Quadtree and Octree — Professional Level¶

Audience: Engineers tuning spatial indexes at the metal — cache layout, GPU dispatch, concurrent updates, terabyte-scale terrain. Prerequisite: senior.md.

This document collects the techniques that separate a working quadtree from a production-grade one: Morton/Hilbert order encoding for cache locality, sparse voxel DAG compression, GPU-resident octree traversal, out-of-core terrain pyramids, memory-layout choices (pointer vs index vs Morton-flat), concurrent insert strategies, and a survey of measured performance on real broad-phase collision workloads.

Table of Contents¶

Morton (Z-order) Encoding — Beyond the Basics
Hilbert Curve as a Quadtree Relative
Sparse Voxel DAGs
GPU-Friendly Octree Traversal
Out-of-Core Quadtrees for Terrain
Memory Layout — Pointer vs Index vs Morton-Flat
Concurrent Insert Strategies
Real-Time Collision Broad-Phase Numbers

1. Morton (Z-order) Encoding — Beyond the Basics¶

The junior.md and middle.md chapters introduced bit interleaving.
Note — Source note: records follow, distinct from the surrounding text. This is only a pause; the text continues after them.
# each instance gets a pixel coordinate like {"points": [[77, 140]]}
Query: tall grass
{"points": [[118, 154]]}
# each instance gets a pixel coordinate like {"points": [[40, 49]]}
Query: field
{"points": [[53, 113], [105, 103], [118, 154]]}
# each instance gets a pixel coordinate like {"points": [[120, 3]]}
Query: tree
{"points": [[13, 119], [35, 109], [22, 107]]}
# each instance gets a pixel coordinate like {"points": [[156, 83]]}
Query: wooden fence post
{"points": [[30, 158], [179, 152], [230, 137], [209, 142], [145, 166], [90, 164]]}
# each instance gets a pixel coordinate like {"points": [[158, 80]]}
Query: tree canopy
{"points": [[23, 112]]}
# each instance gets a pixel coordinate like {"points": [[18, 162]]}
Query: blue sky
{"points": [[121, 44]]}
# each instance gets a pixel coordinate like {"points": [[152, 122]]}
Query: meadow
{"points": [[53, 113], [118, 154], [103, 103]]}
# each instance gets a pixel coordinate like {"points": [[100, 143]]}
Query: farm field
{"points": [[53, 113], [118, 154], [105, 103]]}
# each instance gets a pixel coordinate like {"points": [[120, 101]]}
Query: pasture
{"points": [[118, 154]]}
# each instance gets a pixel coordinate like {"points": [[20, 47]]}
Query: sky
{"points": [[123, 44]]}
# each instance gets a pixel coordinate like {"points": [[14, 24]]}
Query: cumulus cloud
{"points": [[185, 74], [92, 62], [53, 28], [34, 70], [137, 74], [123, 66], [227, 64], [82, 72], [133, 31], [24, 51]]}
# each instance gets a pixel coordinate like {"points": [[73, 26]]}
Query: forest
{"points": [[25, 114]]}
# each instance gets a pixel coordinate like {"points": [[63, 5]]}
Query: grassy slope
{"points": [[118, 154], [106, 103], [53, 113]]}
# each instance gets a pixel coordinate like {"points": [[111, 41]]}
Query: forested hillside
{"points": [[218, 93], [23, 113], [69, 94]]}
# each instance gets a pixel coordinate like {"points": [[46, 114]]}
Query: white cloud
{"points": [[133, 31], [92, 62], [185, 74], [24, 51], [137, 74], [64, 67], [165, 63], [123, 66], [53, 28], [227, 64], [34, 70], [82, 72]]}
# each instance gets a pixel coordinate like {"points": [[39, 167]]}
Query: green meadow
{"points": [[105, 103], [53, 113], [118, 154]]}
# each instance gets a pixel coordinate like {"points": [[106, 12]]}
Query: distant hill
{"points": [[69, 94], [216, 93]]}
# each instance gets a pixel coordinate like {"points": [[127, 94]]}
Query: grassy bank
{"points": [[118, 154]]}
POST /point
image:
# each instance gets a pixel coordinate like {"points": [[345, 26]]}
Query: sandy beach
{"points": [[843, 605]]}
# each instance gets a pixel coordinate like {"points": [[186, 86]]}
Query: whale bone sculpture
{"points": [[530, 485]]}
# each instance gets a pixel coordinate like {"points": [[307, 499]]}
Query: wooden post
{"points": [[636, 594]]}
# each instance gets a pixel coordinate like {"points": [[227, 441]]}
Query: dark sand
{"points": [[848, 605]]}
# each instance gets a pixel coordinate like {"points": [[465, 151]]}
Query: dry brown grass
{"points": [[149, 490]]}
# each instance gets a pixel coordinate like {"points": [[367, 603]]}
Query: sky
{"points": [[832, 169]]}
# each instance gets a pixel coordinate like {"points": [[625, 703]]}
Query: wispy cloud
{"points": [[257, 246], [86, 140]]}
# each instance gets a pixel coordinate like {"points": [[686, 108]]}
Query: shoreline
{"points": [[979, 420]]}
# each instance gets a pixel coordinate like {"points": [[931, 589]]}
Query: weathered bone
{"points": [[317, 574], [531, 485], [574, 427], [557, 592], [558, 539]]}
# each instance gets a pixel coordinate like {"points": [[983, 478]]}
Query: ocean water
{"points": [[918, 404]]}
In production:

BMI2 pdep/pext (Intel Haswell+, AMD Excavator+) collapse the entire spread to one instruction. Sandy Bridge and earlier still need the bit-trick. Detect at runtime, dispatch.
__builtin_clzll + multiplication computes the longest-common-prefix of two Morton codes — useful for finding their lowest common ancestor cell in the quadtree.
Sort by Morton key with a radix sort: 4 passes of 8 bits over a 32-bit Morton key sort 10^7 elements in ~50 ms on a single core; GPU radix sort handles 10^9 keys per second.
Range query via Litmax/Bigmin (Tropf-Herzog 1981): given a Morton-sorted array and a query rectangle, compute the smallest Morton key inside the rect that is > current_position — lets you skip Z-curve excursions outside the rect in O(log n) per jump.

The 3D Morton function for octrees interleaves three coordinates; the same bit-trick generalizes (use masks 0x49249249 etc.). On x86 with BMI2: pdep(x, 0x09249249) | pdep(y, 0x12492492) | pdep(z, 0x24924924).

Cache effect. For 10^7 points with random Morton keys, a range query scan touches ~5-10× more cache lines than a Morton-sorted scan of the same data. The structural difference is real and measurable.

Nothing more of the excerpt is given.